The last three chapters cover applications with one chapter devoted to probability and the final chapter to quantum mechanics. Fourier transforms are covered in the catch-all chapter. If a book’s ending is its destination, then that destination would be quantum computing and quantum information theory. That may not be the reader’s destination and that’s fine. As a personal note, I had read Feynman’s original quantum computing paper some time ago, but it didn’t really come together for me until Savov supplied the missing pieces that Feynman had not made clear—or at least not clear enough to me.
I must admit that, in these final chapters, the author sometimes allows himself a fig leaf’s worth of coverage for a volume’s worth of subject. Thus, it becomes harder to read in places and I didn’t always come away with the sense of crystal clarity that I took away from the earlier chapters. The author gives many pointers out for further exploration. In fact, those appear throughout the book.
If there were to ever be a third edition, any revision should certainly proceed from back to front. There are elements early in the book that should be trapped in amber and preserved for eternity, just as they are. But, as for the last section? If the applications section were expanded, perhaps tripled, so as to provide for longer explanations, I’m not sure it would still be a linear algebra book. The applications section already runs long, relative to the central part of the book. Likewise, removing any of this in the interest of brevity would be a tragedy. So, it is as it is meant to be.
I hope there are more works forthcoming from Ivan Savov.
I initially considered rating the "No BS Guide to Algebra" three stars, recognizing its merits yet feeling it fell short of greatness. However, appreciating the author's diligent effort to amalgamate diverse concepts and present them cohesively, I decided on a four-star review. The author's commitment to simplification is commendable, particularly for those with minimal background in the subject. The applications section on Linear Algebra was notably impressive, offering clear and practical insights.
Areas for Enhancement: - The narrative sometimes experiences abrupt transitions, which could be smoothed to maintain the reader's engagement. - While the author endeavors to simplify complex topics, incorporating historical anecdotes or a storytelling approach could enrich the text, making it not only informative but also engaging and memorable.
This book stands out for its approachable content and valuable application sections, making it a worthwhile read for beginners, albeit with room for narrative enhancement to elevate the reader's experience further.
This book has been of great value while studying advanced linear algebra. Ivan Savov does an excellent job addressing the vast amount of complex topics in an approachable and enjoyable way. The combination of intuition and rigid math notation gently guides the reader through the book. In the end, you get a solid grasp on linear algebra.
This book is a good reference for someone who needs to know linear algebra but won't be taking a full course on it.

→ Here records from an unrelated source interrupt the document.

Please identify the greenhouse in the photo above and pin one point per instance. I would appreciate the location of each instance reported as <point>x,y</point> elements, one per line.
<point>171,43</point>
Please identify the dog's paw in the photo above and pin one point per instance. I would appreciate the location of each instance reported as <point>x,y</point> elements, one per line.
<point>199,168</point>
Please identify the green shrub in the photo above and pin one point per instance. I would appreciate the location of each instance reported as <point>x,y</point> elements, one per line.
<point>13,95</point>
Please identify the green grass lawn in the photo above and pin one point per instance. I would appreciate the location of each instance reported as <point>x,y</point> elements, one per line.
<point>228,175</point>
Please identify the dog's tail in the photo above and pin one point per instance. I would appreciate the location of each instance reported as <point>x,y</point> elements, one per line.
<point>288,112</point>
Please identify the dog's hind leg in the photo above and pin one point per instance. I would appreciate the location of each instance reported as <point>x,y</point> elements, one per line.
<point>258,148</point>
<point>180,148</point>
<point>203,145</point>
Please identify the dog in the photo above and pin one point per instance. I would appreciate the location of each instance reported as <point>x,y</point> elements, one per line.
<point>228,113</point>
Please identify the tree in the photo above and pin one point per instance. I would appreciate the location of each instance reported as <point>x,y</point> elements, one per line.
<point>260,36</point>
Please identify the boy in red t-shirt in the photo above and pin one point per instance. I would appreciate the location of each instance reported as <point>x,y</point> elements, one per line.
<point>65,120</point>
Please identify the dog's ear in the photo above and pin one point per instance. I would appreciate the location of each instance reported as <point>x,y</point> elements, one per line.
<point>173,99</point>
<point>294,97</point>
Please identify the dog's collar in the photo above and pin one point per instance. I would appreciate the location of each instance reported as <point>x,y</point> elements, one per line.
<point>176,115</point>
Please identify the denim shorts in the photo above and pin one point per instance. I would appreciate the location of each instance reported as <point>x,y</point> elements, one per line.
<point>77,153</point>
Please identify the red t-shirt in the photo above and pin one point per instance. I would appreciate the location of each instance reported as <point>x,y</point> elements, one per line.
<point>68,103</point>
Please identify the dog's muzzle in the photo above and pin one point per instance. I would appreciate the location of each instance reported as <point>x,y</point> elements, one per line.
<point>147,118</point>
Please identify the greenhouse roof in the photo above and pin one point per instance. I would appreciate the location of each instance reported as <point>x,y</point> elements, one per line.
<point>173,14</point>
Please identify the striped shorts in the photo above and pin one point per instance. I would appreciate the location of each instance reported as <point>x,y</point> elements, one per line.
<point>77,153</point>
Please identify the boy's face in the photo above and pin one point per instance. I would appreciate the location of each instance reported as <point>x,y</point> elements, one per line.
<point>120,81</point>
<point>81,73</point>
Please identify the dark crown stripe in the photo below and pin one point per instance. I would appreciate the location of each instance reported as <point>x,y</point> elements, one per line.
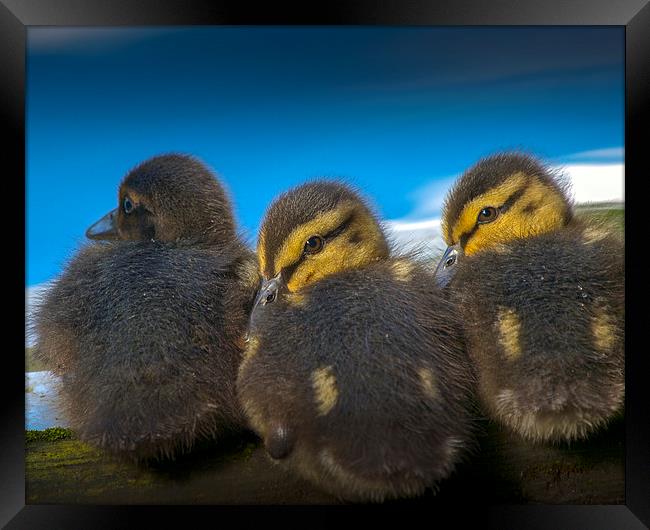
<point>288,271</point>
<point>507,204</point>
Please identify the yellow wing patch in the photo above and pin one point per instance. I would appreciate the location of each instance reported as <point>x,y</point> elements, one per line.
<point>428,382</point>
<point>402,270</point>
<point>324,383</point>
<point>509,328</point>
<point>252,346</point>
<point>603,330</point>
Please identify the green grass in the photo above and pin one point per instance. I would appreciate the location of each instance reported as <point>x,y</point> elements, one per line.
<point>53,434</point>
<point>613,214</point>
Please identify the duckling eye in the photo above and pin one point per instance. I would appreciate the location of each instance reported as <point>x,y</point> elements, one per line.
<point>487,215</point>
<point>314,244</point>
<point>128,205</point>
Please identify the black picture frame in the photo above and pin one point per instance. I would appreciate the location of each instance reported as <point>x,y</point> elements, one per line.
<point>17,15</point>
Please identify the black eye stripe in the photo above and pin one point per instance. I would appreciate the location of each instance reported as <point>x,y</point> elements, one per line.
<point>507,204</point>
<point>288,271</point>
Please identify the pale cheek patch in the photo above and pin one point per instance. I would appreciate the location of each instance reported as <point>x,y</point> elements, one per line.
<point>324,384</point>
<point>603,331</point>
<point>428,383</point>
<point>402,270</point>
<point>509,327</point>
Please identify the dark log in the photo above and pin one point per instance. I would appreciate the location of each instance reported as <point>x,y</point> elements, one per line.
<point>503,469</point>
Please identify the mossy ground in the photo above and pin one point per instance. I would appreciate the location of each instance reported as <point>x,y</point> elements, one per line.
<point>52,434</point>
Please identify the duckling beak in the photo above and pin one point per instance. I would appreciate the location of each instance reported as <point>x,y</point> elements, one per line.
<point>269,291</point>
<point>105,228</point>
<point>448,264</point>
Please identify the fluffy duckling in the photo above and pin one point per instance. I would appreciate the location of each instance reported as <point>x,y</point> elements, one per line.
<point>146,324</point>
<point>354,374</point>
<point>542,299</point>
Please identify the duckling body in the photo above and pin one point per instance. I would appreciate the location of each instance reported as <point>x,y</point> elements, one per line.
<point>543,309</point>
<point>147,333</point>
<point>355,379</point>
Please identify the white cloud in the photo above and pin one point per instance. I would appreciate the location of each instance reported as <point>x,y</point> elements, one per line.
<point>609,154</point>
<point>590,183</point>
<point>423,236</point>
<point>596,182</point>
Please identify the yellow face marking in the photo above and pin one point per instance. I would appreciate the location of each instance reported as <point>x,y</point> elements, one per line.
<point>324,384</point>
<point>249,274</point>
<point>402,270</point>
<point>516,222</point>
<point>509,327</point>
<point>603,331</point>
<point>428,382</point>
<point>339,254</point>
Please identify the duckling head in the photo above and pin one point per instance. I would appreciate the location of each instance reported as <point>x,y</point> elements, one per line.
<point>503,197</point>
<point>313,231</point>
<point>168,198</point>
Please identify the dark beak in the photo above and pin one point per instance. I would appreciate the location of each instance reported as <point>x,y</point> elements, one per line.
<point>448,264</point>
<point>269,291</point>
<point>105,228</point>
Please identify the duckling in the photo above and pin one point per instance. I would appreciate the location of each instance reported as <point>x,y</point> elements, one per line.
<point>354,375</point>
<point>541,294</point>
<point>145,325</point>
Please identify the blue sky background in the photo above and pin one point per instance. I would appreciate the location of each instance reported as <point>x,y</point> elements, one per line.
<point>396,111</point>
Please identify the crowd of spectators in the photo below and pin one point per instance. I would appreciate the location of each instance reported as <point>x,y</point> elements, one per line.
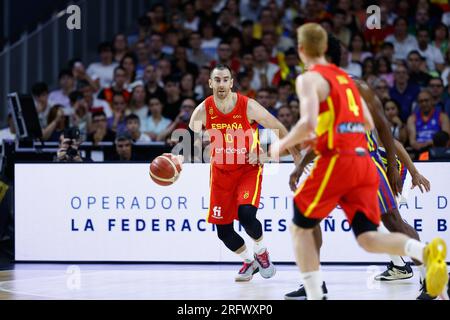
<point>145,84</point>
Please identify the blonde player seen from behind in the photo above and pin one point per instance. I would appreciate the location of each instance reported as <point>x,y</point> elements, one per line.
<point>332,110</point>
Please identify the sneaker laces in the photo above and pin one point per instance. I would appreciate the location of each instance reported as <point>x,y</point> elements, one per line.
<point>263,259</point>
<point>245,267</point>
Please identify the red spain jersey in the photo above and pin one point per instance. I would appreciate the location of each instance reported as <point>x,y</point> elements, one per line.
<point>340,125</point>
<point>232,136</point>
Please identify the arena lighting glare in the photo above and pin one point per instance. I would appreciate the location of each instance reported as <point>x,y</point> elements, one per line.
<point>25,116</point>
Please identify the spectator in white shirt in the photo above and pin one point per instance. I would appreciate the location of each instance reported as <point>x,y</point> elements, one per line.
<point>94,104</point>
<point>265,73</point>
<point>155,124</point>
<point>191,21</point>
<point>433,55</point>
<point>352,68</point>
<point>209,41</point>
<point>120,46</point>
<point>40,95</point>
<point>134,129</point>
<point>61,96</point>
<point>104,70</point>
<point>402,41</point>
<point>138,101</point>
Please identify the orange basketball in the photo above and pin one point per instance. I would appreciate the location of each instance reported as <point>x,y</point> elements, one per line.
<point>165,169</point>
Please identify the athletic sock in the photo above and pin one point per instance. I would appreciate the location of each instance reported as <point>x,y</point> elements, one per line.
<point>313,285</point>
<point>259,247</point>
<point>246,256</point>
<point>414,249</point>
<point>423,272</point>
<point>396,260</point>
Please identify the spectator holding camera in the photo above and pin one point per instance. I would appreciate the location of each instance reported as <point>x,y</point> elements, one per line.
<point>69,142</point>
<point>56,124</point>
<point>134,129</point>
<point>100,131</point>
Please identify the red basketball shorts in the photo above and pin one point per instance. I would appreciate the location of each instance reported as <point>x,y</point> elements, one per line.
<point>350,181</point>
<point>231,188</point>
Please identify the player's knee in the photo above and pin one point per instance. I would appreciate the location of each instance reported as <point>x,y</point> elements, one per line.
<point>247,215</point>
<point>229,237</point>
<point>367,241</point>
<point>392,221</point>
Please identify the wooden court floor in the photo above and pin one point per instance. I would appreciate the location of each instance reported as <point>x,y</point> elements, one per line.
<point>188,282</point>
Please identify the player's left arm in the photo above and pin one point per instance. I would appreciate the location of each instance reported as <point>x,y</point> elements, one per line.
<point>258,113</point>
<point>309,109</point>
<point>384,132</point>
<point>417,178</point>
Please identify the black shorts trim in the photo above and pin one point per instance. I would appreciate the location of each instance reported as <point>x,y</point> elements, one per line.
<point>303,222</point>
<point>361,224</point>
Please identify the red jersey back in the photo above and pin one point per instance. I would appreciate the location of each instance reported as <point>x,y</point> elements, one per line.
<point>232,136</point>
<point>340,125</point>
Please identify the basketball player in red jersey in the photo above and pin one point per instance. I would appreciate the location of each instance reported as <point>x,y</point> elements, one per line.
<point>332,110</point>
<point>231,121</point>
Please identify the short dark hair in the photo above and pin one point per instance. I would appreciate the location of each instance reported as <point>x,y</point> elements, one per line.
<point>122,137</point>
<point>333,49</point>
<point>387,44</point>
<point>144,21</point>
<point>417,53</point>
<point>221,66</point>
<point>436,78</point>
<point>74,96</point>
<point>247,23</point>
<point>340,11</point>
<point>132,116</point>
<point>98,114</point>
<point>64,73</point>
<point>39,88</point>
<point>119,68</point>
<point>440,139</point>
<point>242,75</point>
<point>130,55</point>
<point>81,84</point>
<point>398,19</point>
<point>422,29</point>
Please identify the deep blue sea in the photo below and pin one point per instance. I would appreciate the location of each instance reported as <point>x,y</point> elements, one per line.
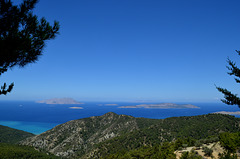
<point>37,118</point>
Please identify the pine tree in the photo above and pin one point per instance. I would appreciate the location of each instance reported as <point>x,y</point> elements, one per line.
<point>230,98</point>
<point>22,36</point>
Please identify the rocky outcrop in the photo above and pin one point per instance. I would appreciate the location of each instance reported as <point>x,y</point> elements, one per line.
<point>81,135</point>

My only gripe is that some concepts could have been covered in a bit more depth, and some of the application chapters at the end seemed unnecessary.

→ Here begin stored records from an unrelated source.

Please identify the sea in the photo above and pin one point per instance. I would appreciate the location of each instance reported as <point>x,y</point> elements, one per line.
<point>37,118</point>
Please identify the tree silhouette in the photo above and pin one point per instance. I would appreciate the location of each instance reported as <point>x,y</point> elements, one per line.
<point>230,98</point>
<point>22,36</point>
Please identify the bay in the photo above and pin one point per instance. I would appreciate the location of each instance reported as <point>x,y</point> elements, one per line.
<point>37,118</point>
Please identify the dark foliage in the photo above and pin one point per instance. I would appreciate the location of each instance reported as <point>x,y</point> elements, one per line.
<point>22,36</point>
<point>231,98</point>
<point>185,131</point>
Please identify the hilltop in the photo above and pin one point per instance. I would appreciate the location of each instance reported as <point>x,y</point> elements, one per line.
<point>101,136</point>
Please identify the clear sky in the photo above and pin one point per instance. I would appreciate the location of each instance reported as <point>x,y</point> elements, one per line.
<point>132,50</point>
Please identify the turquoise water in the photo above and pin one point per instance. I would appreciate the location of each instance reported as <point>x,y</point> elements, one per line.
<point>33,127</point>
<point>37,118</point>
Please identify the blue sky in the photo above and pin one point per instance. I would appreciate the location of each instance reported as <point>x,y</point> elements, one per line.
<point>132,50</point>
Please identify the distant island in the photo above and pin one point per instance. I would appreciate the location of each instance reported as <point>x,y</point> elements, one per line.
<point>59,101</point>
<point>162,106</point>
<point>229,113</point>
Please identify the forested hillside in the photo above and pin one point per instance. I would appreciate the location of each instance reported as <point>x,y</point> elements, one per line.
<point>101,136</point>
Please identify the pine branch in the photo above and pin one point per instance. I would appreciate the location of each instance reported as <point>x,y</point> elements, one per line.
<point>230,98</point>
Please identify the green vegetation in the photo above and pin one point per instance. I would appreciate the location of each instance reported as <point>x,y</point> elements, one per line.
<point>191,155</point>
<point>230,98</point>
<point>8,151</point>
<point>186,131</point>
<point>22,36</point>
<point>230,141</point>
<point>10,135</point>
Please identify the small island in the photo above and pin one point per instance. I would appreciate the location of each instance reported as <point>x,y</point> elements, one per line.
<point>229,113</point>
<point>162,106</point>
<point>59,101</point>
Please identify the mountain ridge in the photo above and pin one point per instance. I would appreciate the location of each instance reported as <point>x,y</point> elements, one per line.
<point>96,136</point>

Abandoned at Chapter 5 somewhere near change of basis subsection. The book started really well and it held my interest until it failed to do so at the point where it became clear the book and author didn't have anything interesting to say and it became more and more tedious (less visuals/geometric insights etc) and irritatingly many exercises had typo/wrong answer and I had to refer to the errata often. I am glad I did all the exercises in the chapters I had studied so far.
The author should be appreciated for his efforts and I am planning to revisit the book in the future from where I left off.